まずい、斜め上過ぎる。そんな予想はしていない。というかこの場合、どう答えるのが正解なわけ?
醬油? 塩コショウ? パンと一緒に食べるか、ゴハンと一緒に食べるかで変わるかな?
いやいや、質問が二択である以上、どちらか一方で答えるべきだろう。だが、もしその選択が彼の派閥と違った場合、一体どうなる? 戦争か? よろしい、ならば戦争か?
いやいやいや、無理無理無理。昨日初めて会ったクラスメイトと、二日目にして舌戦を繰り広げるとかありえないし。というか、私の舌はそんな高性能じゃない。かろうじて味を感じるくらいの機能しか搭載していない。
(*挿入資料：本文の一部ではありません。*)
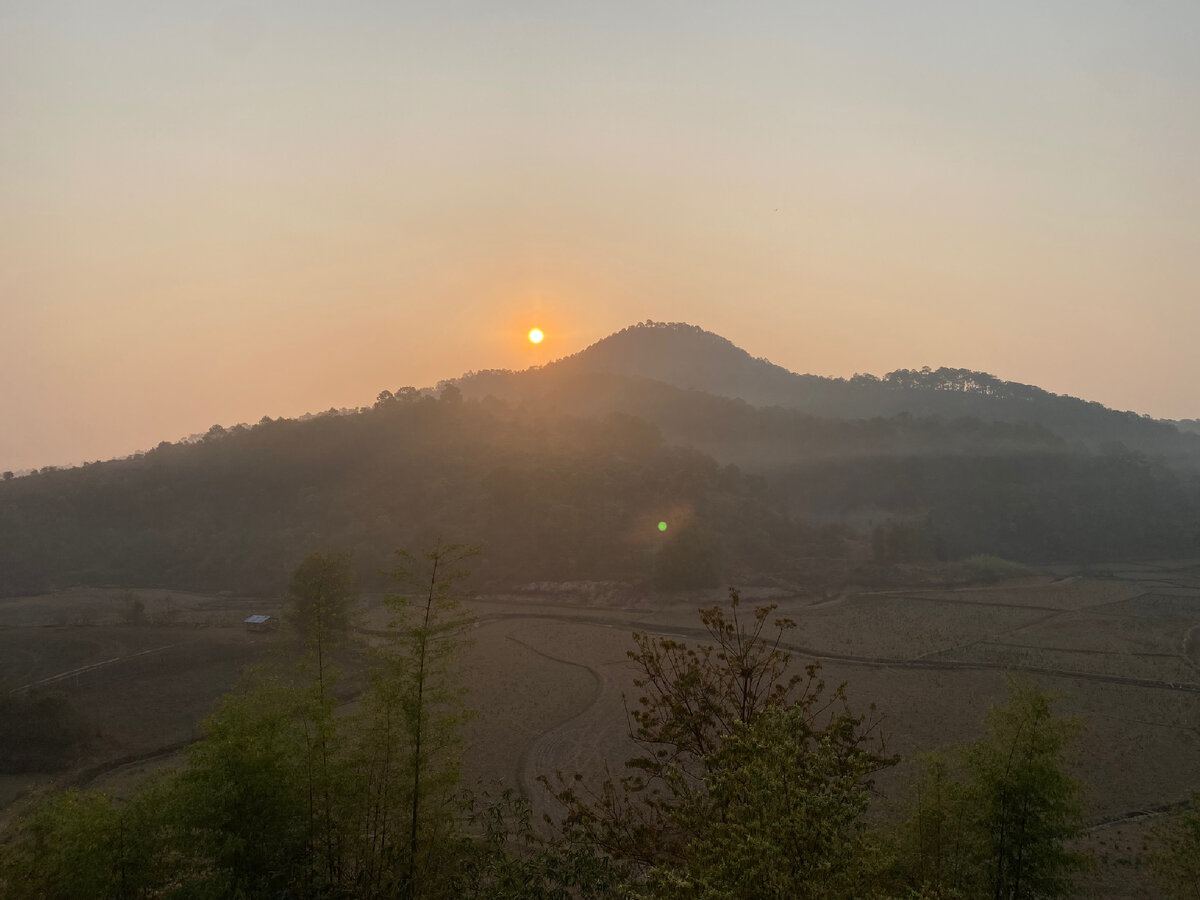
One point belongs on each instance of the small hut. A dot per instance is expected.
(259, 623)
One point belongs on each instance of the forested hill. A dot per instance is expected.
(690, 358)
(556, 497)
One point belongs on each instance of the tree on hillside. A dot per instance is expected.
(742, 757)
(995, 820)
(321, 593)
(413, 729)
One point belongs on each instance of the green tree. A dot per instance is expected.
(995, 820)
(84, 845)
(244, 796)
(780, 817)
(1176, 852)
(412, 730)
(723, 726)
(321, 593)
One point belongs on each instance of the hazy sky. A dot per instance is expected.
(215, 211)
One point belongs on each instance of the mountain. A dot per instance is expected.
(689, 358)
(567, 472)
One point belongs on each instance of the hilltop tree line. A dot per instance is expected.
(751, 778)
(556, 496)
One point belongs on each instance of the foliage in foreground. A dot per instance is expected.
(750, 773)
(994, 819)
(751, 781)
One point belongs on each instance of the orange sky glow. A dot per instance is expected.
(215, 213)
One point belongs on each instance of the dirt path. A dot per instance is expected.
(91, 667)
(852, 659)
(539, 755)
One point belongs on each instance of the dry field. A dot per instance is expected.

というわけで、アレだ。平和的解決を果たすため、ここは質問を質問で返すという禁じ手を発動せざるを得ない。
「え……っと。あの、い、和泉くん、はどっちなの?」
「ん? 俺はケチャップ派」
――えええええぇっ!?
まさかの第三勢力。危ない、どっちを選んでも戦争だった。
というか、この場合こそどう答えればいい?
たまごとトマトの相性が良いのは、どう考えても明らかだ。オムライスが証明してくれている。しかし、目玉焼き feat.ケチャップというのは、完全に私の未体験ゾーンである。だが、わざわざそれを伝えて下手に派閥に勧誘されても困る。争いからは何も生まれない。私は鳩の次に平和を愛し、スイスの次に中立を――
「なのにさ、妹のやつ勝手に俺の目玉焼きに醬油かけてきやがってさ、もう朝っぱらから大ゲンカ。しかもアイツ、目玉焼きにケチャップとかバカじゃないの、とか言いやがるし。バカはそっちだっつーの。ケチャップさえかけときゃ、何でも美味くなるの知らねぇのかよ。なあ、田所?」
「う……うん……」
勧誘とか、そういう以前の問題だった。私がケチャップ派――いや、さらにその上のケチャラーという前提での話だった。
だがまあ、これはこれで良いのかもしれない。おかげで無用な争いは避けられた。あとは何とか話を合わせていけば、とりあえずこの場は乗り切れる。
と、一息ついた矢先だった。
「ていうか、覚えててくれたんだ、俺の名前」
「はい?」
「いや、あれから八年も経つからさぁ、さすがに忘れられてるんじゃないかと思ってたんだよ。昨日も、少し反応薄かったし。だけど、余計な心配だったな。やっぱ友達だもんな、俺ら」
「…………」
さて、派閥どころの話じゃなくなってきたようだ。